Illinois is mostly famous for being home to America’s third largest city, Chicago which I finally visited in August 2011. Being such a large city, there is plenty left for me to explore and I’ll definitely be visiting it again. This trip I spent most of my traveling time in the downtown parts of the city, but also stayed in a suburb of Chicago. On my first trip to Illinois which was back in 2008, I explored the southern part of the state, which was mostly countryside and reminded me of states like West Virginia or Kentucky.
America’s third largest city is located up in the Mid-west right on the great lakes. Chicago is a very diverse city and is symbolized by the Wilis Tower, once the tallest building in the world. Chicago is packed with things to do, but as the city is known for being a big fan of baseball, everyone should pay a visit to Wrigley Field, home of the Chicago Cubs. If you’re able to visit Chicago during March, then you should definitely attend the St. Patrick’s Day festival, when the city goes as far to dye their rivers dark green.
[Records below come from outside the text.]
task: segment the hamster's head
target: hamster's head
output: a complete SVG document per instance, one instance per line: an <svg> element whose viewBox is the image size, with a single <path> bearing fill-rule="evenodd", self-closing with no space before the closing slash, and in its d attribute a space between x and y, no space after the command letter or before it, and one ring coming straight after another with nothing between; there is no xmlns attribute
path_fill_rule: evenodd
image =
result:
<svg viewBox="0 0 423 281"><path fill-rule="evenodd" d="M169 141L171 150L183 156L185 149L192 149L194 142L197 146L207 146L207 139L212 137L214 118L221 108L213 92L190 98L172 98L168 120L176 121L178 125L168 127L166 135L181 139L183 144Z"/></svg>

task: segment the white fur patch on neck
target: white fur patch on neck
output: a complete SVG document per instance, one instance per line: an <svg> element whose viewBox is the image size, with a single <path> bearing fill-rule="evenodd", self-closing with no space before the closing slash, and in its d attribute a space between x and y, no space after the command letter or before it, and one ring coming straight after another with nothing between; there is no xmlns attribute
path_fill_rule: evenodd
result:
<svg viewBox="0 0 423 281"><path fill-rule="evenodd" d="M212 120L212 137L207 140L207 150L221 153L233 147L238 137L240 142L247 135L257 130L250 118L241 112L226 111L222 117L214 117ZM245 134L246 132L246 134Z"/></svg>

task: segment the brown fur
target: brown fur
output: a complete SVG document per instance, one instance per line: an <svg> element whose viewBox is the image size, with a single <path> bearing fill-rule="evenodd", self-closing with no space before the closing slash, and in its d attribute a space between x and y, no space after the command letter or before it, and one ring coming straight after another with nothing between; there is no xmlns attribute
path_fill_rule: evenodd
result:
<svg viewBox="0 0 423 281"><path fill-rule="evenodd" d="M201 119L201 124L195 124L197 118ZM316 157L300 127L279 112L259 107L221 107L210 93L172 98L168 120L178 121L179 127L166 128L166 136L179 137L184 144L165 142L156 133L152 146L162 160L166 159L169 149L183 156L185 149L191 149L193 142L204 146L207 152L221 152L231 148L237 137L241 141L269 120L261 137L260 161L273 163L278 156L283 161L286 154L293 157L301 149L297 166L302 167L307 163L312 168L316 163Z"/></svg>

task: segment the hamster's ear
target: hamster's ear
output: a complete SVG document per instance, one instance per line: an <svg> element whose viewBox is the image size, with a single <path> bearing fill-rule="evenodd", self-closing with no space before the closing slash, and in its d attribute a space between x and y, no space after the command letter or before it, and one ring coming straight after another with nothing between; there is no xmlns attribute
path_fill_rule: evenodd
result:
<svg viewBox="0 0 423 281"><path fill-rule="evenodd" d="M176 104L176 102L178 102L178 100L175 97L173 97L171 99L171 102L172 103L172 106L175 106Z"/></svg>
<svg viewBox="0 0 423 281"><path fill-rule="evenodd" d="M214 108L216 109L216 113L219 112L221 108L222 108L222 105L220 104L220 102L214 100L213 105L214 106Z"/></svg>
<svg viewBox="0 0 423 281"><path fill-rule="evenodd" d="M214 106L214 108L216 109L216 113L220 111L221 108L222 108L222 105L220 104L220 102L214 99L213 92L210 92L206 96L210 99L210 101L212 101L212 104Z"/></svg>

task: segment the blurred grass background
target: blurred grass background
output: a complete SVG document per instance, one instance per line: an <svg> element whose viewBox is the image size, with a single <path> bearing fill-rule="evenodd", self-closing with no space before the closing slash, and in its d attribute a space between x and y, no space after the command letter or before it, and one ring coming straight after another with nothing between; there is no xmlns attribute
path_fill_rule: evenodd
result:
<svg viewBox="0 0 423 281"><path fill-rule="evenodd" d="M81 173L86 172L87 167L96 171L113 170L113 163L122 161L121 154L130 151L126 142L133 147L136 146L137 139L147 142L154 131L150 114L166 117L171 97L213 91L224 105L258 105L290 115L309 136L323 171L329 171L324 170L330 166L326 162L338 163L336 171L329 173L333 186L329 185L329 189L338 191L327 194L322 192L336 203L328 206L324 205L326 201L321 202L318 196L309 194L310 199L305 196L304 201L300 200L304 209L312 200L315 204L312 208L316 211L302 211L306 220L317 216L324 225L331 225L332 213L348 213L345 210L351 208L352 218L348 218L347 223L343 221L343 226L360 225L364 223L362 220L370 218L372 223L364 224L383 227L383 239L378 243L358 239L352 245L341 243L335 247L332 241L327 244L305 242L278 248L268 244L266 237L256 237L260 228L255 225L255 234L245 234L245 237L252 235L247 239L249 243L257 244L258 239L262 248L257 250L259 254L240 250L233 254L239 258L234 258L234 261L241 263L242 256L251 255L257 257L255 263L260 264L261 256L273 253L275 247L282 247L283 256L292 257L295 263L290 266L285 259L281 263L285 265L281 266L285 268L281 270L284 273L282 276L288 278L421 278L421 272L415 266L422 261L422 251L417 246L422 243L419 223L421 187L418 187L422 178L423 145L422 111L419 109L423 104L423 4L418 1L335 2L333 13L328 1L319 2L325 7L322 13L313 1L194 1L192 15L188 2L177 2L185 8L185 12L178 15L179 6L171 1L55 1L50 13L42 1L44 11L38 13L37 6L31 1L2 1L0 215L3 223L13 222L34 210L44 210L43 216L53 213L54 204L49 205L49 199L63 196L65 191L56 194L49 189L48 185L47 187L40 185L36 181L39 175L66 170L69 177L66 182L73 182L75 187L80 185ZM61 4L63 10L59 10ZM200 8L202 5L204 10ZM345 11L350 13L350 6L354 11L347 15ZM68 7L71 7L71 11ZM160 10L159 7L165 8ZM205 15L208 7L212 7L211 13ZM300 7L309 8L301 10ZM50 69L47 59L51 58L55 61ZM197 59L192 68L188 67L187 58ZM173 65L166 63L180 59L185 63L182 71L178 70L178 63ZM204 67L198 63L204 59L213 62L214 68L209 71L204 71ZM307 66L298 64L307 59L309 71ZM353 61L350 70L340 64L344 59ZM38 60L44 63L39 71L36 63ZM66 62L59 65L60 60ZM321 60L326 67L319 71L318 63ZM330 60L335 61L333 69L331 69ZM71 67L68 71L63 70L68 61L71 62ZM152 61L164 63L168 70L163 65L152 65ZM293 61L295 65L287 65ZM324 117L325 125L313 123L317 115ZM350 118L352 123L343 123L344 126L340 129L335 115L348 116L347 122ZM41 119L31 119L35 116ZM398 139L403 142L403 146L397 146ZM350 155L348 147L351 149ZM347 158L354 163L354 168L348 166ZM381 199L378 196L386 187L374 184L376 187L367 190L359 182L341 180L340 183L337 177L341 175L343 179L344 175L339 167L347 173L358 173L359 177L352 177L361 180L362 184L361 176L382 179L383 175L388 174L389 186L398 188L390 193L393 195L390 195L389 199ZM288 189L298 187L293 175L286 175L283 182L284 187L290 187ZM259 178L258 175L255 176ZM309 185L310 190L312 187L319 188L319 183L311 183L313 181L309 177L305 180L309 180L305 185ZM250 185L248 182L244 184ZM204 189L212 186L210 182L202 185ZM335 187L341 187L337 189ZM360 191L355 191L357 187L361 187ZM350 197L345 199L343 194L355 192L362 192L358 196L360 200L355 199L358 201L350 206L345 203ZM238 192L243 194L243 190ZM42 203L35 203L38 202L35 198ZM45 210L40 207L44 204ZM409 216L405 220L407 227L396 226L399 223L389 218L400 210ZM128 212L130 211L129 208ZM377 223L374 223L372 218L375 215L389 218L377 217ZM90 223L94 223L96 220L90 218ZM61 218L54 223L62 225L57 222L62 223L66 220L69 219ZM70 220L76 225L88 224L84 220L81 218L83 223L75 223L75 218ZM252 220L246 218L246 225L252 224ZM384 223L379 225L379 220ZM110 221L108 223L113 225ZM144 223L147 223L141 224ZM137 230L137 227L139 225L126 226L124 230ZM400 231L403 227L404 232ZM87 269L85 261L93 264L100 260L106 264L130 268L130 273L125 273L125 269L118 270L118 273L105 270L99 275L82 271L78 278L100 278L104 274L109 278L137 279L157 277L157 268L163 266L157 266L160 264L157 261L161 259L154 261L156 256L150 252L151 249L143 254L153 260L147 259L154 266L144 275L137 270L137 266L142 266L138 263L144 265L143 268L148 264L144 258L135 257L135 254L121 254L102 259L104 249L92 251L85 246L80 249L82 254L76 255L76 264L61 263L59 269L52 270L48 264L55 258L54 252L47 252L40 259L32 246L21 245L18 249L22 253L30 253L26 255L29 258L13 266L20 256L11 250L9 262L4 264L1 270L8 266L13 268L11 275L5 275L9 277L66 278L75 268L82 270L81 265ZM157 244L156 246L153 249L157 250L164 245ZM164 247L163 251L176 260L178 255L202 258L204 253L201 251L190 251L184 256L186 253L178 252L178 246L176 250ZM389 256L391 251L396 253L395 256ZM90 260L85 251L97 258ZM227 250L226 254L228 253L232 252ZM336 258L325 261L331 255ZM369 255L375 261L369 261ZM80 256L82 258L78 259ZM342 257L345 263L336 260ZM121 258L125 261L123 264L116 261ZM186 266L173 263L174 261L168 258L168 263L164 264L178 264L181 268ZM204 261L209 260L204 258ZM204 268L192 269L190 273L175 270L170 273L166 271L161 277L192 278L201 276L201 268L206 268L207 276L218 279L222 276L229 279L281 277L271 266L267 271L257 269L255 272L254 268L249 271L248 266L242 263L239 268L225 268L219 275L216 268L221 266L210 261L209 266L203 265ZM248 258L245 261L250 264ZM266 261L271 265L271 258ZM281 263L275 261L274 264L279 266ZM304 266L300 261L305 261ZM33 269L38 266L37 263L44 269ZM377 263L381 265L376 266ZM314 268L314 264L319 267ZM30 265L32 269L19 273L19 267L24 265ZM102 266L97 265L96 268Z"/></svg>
n the southern part of the state between the Missouri and Ohio rivers is a large forested area where Illinois’s most scenic and best outdoor activities can be enjoyed. Shawnee National Forest is part of the Ozark Plateau and has unique geological features such as the boat rocks or garden of the gods. Lots of wildlife viewing and hiking can be down in the forest, including overnight backpacking for those wishing to go on longer excursions.
The largest native American ruins north of Mexico are located right along the Mississippi river in western Illinois. In 1,000 A.D. gigantic mounds were built in the great plains and wooden temples were constructed on top. Today the mounds are mostly rounded off and may not be very impressive themselves, but anyone with an open mind can appreciate the traditions and ceremonies that once took place here over a thousand years ago.